13-year-old sentenced to 12 years in prison for fatal shooting of Sonic employee

A 13-year-old boy who shot and killed a Sonic Drive-In employee in Texas earlier this year has been sentenced to 12 years of incarceration for murder.

The boy was just 12 when he gunned down Matthew Davis, 32, with an AR-style rifle in May as the father of two scuffled with the boy’s uncle. The teen later told a friend that he was supposed to shoot at the ground but accidentally shot Davis instead, the Fort Worth Star-Telegram reported earlier this month. Davis died at a hospital a few hours later.

The boy was arrested soon afterward, as was his uncle, 20-year-old Angel Gomez. The child’s aunt, 18-year-old Ashley Gomez, was arrested earlier this month and charged with manslaughter after admitting that she handed the boy the gun as Davis scuffled with Angel, her husband.
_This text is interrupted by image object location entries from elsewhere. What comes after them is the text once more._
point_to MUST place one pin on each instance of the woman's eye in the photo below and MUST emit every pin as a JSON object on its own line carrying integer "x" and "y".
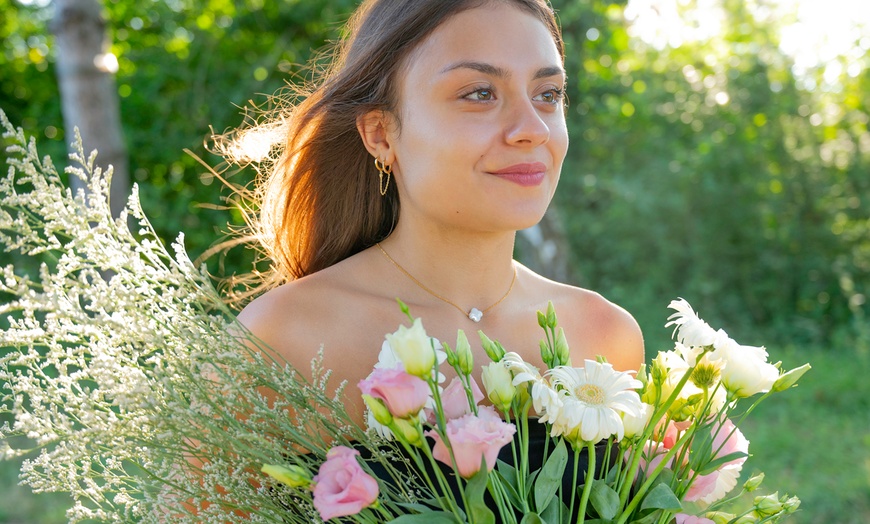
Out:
{"x": 481, "y": 95}
{"x": 552, "y": 96}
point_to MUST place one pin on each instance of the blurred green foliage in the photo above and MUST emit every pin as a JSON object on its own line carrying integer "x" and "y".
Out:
{"x": 707, "y": 171}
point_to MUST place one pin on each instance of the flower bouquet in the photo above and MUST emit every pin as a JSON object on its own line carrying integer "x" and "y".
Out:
{"x": 670, "y": 445}
{"x": 129, "y": 385}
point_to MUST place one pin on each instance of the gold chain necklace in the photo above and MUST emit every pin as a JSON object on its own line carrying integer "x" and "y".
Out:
{"x": 474, "y": 314}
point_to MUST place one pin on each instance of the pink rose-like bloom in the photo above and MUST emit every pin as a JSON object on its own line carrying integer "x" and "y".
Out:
{"x": 341, "y": 486}
{"x": 403, "y": 393}
{"x": 454, "y": 400}
{"x": 713, "y": 486}
{"x": 682, "y": 518}
{"x": 473, "y": 437}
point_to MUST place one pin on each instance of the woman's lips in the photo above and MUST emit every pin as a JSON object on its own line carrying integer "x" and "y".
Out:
{"x": 523, "y": 174}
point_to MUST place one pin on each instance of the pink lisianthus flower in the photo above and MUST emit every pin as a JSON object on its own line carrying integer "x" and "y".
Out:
{"x": 403, "y": 393}
{"x": 682, "y": 518}
{"x": 454, "y": 400}
{"x": 472, "y": 438}
{"x": 713, "y": 486}
{"x": 341, "y": 486}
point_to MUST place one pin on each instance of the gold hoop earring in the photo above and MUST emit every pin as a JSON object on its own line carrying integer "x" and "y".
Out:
{"x": 383, "y": 169}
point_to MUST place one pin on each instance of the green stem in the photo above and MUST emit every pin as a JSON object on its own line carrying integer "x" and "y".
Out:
{"x": 587, "y": 487}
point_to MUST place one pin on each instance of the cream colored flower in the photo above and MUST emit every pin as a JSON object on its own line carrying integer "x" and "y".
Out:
{"x": 498, "y": 383}
{"x": 414, "y": 348}
{"x": 746, "y": 370}
{"x": 689, "y": 329}
{"x": 592, "y": 401}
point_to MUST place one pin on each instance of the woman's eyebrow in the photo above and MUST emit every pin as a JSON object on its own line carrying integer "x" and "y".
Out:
{"x": 500, "y": 72}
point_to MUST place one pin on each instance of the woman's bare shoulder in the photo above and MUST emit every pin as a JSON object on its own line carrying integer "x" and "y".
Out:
{"x": 289, "y": 318}
{"x": 596, "y": 326}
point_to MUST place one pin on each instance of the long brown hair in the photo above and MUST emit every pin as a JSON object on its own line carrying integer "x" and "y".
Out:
{"x": 320, "y": 202}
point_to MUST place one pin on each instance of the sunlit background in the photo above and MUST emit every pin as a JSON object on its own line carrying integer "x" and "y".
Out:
{"x": 719, "y": 152}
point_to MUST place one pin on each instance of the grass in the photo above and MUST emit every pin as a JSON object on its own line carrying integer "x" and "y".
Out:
{"x": 812, "y": 441}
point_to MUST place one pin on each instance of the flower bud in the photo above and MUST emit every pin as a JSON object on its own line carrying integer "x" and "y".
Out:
{"x": 720, "y": 517}
{"x": 451, "y": 355}
{"x": 788, "y": 379}
{"x": 634, "y": 425}
{"x": 379, "y": 409}
{"x": 659, "y": 370}
{"x": 551, "y": 315}
{"x": 493, "y": 349}
{"x": 563, "y": 354}
{"x": 293, "y": 476}
{"x": 407, "y": 430}
{"x": 546, "y": 354}
{"x": 414, "y": 348}
{"x": 464, "y": 357}
{"x": 498, "y": 383}
{"x": 768, "y": 505}
{"x": 791, "y": 504}
{"x": 684, "y": 408}
{"x": 753, "y": 483}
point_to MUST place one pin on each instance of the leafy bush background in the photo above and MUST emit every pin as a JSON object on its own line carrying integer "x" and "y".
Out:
{"x": 756, "y": 210}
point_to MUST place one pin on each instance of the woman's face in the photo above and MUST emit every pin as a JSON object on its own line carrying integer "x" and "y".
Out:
{"x": 482, "y": 135}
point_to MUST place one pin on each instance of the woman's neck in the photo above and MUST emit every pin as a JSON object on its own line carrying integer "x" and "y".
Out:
{"x": 468, "y": 269}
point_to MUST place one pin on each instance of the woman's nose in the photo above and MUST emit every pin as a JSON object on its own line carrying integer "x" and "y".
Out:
{"x": 525, "y": 125}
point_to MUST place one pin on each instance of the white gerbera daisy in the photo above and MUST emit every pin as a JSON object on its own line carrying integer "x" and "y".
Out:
{"x": 592, "y": 401}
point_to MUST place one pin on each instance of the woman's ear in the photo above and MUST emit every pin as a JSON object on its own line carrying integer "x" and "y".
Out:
{"x": 374, "y": 128}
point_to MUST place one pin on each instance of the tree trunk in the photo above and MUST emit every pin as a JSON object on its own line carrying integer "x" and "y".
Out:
{"x": 89, "y": 99}
{"x": 544, "y": 248}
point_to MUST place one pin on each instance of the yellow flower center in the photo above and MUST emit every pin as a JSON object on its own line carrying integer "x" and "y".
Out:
{"x": 590, "y": 394}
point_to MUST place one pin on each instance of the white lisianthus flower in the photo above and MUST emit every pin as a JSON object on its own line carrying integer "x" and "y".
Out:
{"x": 546, "y": 401}
{"x": 746, "y": 371}
{"x": 707, "y": 373}
{"x": 689, "y": 329}
{"x": 414, "y": 348}
{"x": 522, "y": 371}
{"x": 593, "y": 398}
{"x": 498, "y": 383}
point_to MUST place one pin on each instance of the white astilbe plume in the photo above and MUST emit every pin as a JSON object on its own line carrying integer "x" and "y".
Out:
{"x": 126, "y": 373}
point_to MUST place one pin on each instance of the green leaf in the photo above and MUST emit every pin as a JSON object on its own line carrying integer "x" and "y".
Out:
{"x": 532, "y": 518}
{"x": 475, "y": 489}
{"x": 435, "y": 517}
{"x": 713, "y": 465}
{"x": 551, "y": 512}
{"x": 604, "y": 499}
{"x": 551, "y": 476}
{"x": 510, "y": 490}
{"x": 661, "y": 497}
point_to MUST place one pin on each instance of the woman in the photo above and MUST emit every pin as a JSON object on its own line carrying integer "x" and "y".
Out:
{"x": 439, "y": 133}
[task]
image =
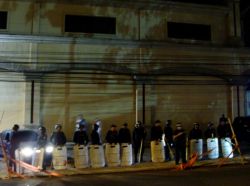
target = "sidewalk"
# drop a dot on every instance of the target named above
(148, 166)
(143, 166)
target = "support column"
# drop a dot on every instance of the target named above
(32, 103)
(234, 26)
(237, 101)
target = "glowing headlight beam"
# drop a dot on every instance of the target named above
(27, 151)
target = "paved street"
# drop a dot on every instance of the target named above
(227, 175)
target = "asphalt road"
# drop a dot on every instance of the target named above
(224, 176)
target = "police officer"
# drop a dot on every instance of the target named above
(42, 137)
(80, 136)
(41, 143)
(58, 137)
(112, 135)
(223, 129)
(124, 134)
(196, 132)
(168, 131)
(139, 135)
(179, 138)
(156, 131)
(95, 137)
(210, 132)
(13, 145)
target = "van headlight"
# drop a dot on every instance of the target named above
(49, 149)
(27, 151)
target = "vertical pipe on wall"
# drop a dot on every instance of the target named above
(143, 104)
(238, 101)
(32, 101)
(136, 105)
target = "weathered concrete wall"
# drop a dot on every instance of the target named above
(12, 103)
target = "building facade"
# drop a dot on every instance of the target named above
(120, 62)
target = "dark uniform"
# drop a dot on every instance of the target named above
(195, 133)
(112, 135)
(180, 144)
(58, 137)
(95, 137)
(210, 132)
(124, 134)
(139, 135)
(13, 145)
(80, 137)
(223, 129)
(42, 138)
(41, 143)
(168, 131)
(156, 131)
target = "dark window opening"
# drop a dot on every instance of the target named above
(189, 31)
(90, 24)
(206, 2)
(3, 20)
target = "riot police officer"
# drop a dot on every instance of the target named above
(179, 138)
(95, 137)
(112, 135)
(58, 137)
(196, 132)
(168, 131)
(210, 132)
(139, 135)
(156, 131)
(124, 134)
(80, 136)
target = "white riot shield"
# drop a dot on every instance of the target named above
(96, 153)
(226, 148)
(126, 154)
(81, 156)
(112, 154)
(59, 158)
(157, 151)
(196, 146)
(213, 148)
(38, 158)
(21, 157)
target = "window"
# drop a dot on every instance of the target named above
(90, 24)
(3, 19)
(189, 31)
(206, 2)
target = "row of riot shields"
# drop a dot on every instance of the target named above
(196, 146)
(84, 156)
(119, 154)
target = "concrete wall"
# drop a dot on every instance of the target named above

The altercation took place in the parking lot of a Sonic in Keene, Texas, about 40 miles southwest of Dallas. Cops responded to a call around 9:40 p.m. on May 13 to find Davis lying in the restaurant’s parking lot riddled with bullets. Police told the Daily News at the time that the youth had fired six rounds.

A witness who worked with Davis told the Star-Telegram that a lifted red pickup truck had pulled up to the drive-through speaker box but no one had pushed the button to order. The employee went outside to see what was happening and found a man peeing in the parking lot. When he ignored her request to stop, Davis intervened.

Ashley Gomez later told police that she had handed her nephew the gun as the two men got physical and told him to “go.” She said she only “meant for him to go out and stop the fight by scaring the guy,” according to the arrest affidavit obtained by the Star-Telegram.

The 13-year-old’s sentence came down Tuesday after days of evidentiary hearings over what constituted appropriate punishment for a minor convicted of murder, which is rare. He will start out within the Texas Juvenile Justice Department and could be transferred later to the state’s adult prison system.

A jury in October found that the boy had engaged in delinquent conduct, which is the juvenile version of a guilty verdict. His sentence could have ranged from probation to 40 years behind bars.